Technology-company websites should NOT be driven by technology

Just when you thought it was safe to go back in the water…  Here is a problem we’ve been preaching about for years, and along comes Tom Jacobs’ post with the above title, reminding us that although there has been improvement, we still encounter companies – principally tech companies – that leave their IT people (or even worse for them, their developers, who clearly have more critical things to do) essentially in charge of their website redevelopment projects.

What’s wrong with this picture?  Well, even for technology companies, the website is first and foremost… a marketing, sales and customer service vehicle …which means that marketing has to make all the key calls about design choices, information architecture, branding/messaging and content.  There’s no rational basis for believing that IT folks can do that properly, any more than there is for believing that a marcomm person will be able to bring up a hundred-seat LAN, all with identical office-productivity software, over a weekend.

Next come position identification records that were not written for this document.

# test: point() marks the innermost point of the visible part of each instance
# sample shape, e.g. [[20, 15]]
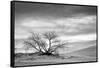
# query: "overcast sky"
[[72, 23]]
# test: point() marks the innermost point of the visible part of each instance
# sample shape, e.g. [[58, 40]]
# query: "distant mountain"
[[90, 51]]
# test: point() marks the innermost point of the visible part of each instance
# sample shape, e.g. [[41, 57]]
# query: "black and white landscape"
[[52, 33]]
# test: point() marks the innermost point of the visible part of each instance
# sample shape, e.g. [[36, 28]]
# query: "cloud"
[[79, 38]]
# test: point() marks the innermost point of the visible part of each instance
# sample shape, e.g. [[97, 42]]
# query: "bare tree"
[[37, 42]]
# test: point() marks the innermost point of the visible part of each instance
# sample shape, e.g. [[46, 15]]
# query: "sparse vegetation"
[[39, 43]]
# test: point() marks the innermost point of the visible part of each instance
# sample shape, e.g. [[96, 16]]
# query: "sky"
[[73, 23]]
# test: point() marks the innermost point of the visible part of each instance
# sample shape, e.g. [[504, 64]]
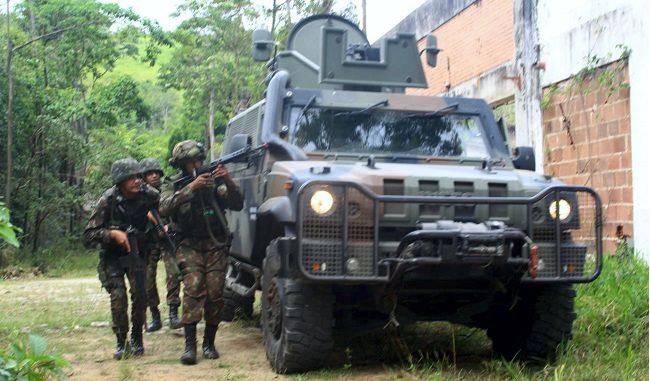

That doesn’t mean in any way to cut IT out of the picture.  As Tom says:  “IT has a role to play certainly and should contribute their tech savvy to ensure the website has the GUI, the ease of navigation, the proper hosting platform and CMS systems and ensure the rich apps can all run smoothly.”  And their role should expand in cases where the website is deeply integrated with the company’s internal systems, or where the company plans to do ongoing development with internal programmers.  But at the end of the day, the site’s visitors (aka buyers) will be looking for content that represents solutions to their business problems, and that must always rest with the marketing department.

It doesn’t need to be a battle;  it does need to be a partnership.  As Tom puts it:  “I would encourage the management team to allow marketing leadership to make marketing decisions and IT leadership to make IT decisions.”